Since then, as the market has entered a bear market, the development of the track has also come to a standstill. It wasn't until Trump's election that his de-regulated financial policies brought about a shift in the regulatory environment and renewed the market's focus on tokenised stocks, but at this time it had a new name, RWA. This paradigm emphasises the introduction of compliant issuers to issue tokens 1:1 guaranteed by real-world assets on-chain through compliant architecture design, and the creation, trading, redemption, and management of collateral assets are strictly implemented in accordance with regulatory requirements.

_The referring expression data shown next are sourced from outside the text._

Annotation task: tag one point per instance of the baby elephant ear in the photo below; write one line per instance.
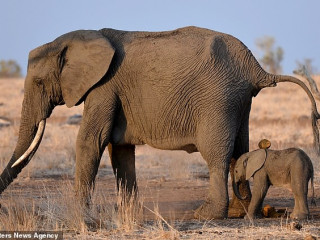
(84, 60)
(264, 144)
(256, 161)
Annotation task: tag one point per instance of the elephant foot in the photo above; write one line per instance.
(238, 208)
(208, 211)
(299, 216)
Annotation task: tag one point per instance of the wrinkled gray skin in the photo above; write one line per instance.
(290, 168)
(188, 89)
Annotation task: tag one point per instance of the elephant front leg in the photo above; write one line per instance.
(88, 156)
(123, 164)
(260, 189)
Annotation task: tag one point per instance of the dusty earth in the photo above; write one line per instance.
(171, 184)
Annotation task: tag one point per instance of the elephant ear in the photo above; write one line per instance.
(255, 162)
(84, 60)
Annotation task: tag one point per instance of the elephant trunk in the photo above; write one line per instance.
(235, 186)
(30, 135)
(314, 114)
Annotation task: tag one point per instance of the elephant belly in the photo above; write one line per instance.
(123, 134)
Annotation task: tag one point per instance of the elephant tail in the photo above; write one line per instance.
(313, 201)
(314, 114)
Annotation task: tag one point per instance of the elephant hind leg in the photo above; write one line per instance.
(300, 192)
(216, 204)
(123, 164)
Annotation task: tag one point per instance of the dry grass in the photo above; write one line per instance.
(42, 197)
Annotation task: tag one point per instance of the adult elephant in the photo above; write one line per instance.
(188, 89)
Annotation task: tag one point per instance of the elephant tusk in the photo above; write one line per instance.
(33, 145)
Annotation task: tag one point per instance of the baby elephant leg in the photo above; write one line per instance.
(260, 188)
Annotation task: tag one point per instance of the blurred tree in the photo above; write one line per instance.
(307, 63)
(272, 56)
(9, 68)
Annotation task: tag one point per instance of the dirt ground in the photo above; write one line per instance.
(172, 184)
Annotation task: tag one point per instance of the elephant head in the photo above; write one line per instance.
(60, 72)
(246, 166)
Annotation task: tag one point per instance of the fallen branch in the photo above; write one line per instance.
(304, 73)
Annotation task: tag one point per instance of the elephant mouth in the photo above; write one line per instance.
(33, 146)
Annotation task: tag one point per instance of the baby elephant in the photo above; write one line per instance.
(290, 168)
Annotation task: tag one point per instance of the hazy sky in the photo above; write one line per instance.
(27, 24)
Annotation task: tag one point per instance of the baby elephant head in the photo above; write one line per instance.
(246, 166)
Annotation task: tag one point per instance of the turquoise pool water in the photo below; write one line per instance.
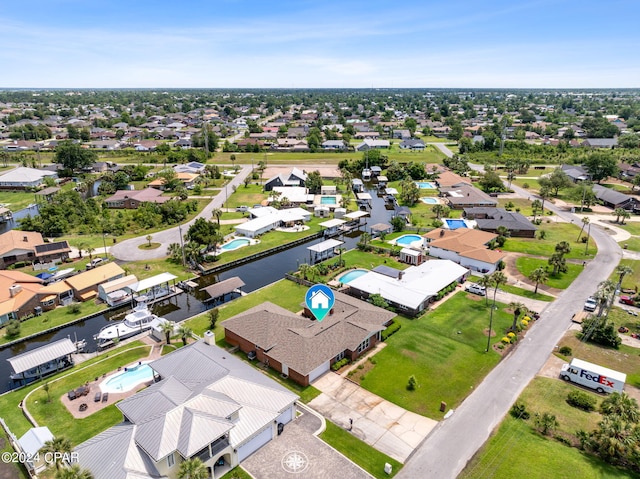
(455, 224)
(127, 380)
(235, 244)
(406, 240)
(351, 275)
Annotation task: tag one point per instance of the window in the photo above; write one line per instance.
(363, 345)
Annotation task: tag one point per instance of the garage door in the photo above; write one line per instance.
(319, 371)
(255, 443)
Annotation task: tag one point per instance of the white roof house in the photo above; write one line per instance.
(413, 288)
(208, 405)
(23, 177)
(269, 218)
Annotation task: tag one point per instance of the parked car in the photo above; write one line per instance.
(627, 300)
(476, 289)
(590, 304)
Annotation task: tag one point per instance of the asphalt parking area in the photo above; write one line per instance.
(298, 453)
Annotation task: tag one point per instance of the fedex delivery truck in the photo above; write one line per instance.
(595, 377)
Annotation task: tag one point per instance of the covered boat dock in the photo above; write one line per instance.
(43, 361)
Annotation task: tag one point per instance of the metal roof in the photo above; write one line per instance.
(224, 287)
(31, 359)
(156, 280)
(325, 245)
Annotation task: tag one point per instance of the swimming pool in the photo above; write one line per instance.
(351, 275)
(235, 244)
(455, 224)
(406, 240)
(128, 379)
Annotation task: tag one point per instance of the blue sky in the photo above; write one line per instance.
(326, 43)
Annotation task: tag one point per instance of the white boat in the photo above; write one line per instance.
(137, 321)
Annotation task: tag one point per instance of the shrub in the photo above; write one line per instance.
(391, 329)
(519, 411)
(565, 351)
(412, 384)
(581, 400)
(338, 364)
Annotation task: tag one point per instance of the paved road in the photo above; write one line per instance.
(128, 250)
(445, 453)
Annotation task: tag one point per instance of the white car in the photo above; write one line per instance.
(590, 304)
(476, 289)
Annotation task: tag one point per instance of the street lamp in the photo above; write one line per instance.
(104, 244)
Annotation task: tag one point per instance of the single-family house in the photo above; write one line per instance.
(613, 199)
(412, 144)
(463, 195)
(490, 219)
(207, 404)
(132, 199)
(16, 246)
(301, 347)
(85, 285)
(467, 247)
(23, 178)
(295, 177)
(411, 290)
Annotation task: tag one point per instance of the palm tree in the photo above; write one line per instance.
(518, 308)
(216, 213)
(73, 472)
(57, 448)
(496, 279)
(621, 405)
(486, 282)
(185, 333)
(585, 222)
(539, 275)
(167, 329)
(193, 469)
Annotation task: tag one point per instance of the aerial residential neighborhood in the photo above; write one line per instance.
(319, 240)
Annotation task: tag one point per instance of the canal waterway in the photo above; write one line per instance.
(256, 274)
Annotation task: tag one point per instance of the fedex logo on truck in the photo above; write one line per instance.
(596, 378)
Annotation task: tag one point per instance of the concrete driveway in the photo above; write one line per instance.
(380, 423)
(298, 452)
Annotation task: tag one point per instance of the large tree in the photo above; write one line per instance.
(73, 157)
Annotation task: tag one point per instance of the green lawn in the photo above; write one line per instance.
(515, 450)
(555, 233)
(526, 293)
(445, 350)
(526, 265)
(365, 456)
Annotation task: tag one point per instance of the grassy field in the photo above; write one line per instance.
(555, 233)
(365, 456)
(445, 350)
(526, 265)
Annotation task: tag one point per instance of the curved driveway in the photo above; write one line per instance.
(129, 250)
(445, 452)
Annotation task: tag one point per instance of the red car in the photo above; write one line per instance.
(627, 300)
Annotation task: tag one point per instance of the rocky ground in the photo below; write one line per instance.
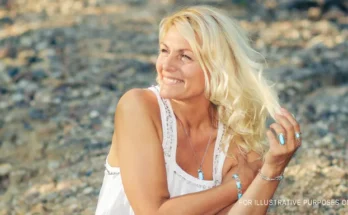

The current market status of the stock RWA
, so let's introduce the current stockThe current state of the RWA market. Overall, the market is still in its early stages and is still dominated by US equities. According to RWA.xyz data, the total issuance of the current stock RWA market has reached: $445.40M, but it's worth noting that $429 of it The circulation of 84M is to be attributed to an underlying EXOD, which is the Exodus Movement, Inc.Issued on-chain shares, a software company focused on developing self-custodial cryptocurrency wallets, the company was founded in 2015 and is headquartered in Nebraska, USA. The company's shares are listed on the New York Stock Exchange (NYSE America) and allow users to migrate their common Class A shares toManaged on the Algorand blockchain, users can directly view the price of these on-chain assets in the Exodus Wallet, and the company's total market capitalisation is currently$1.5B。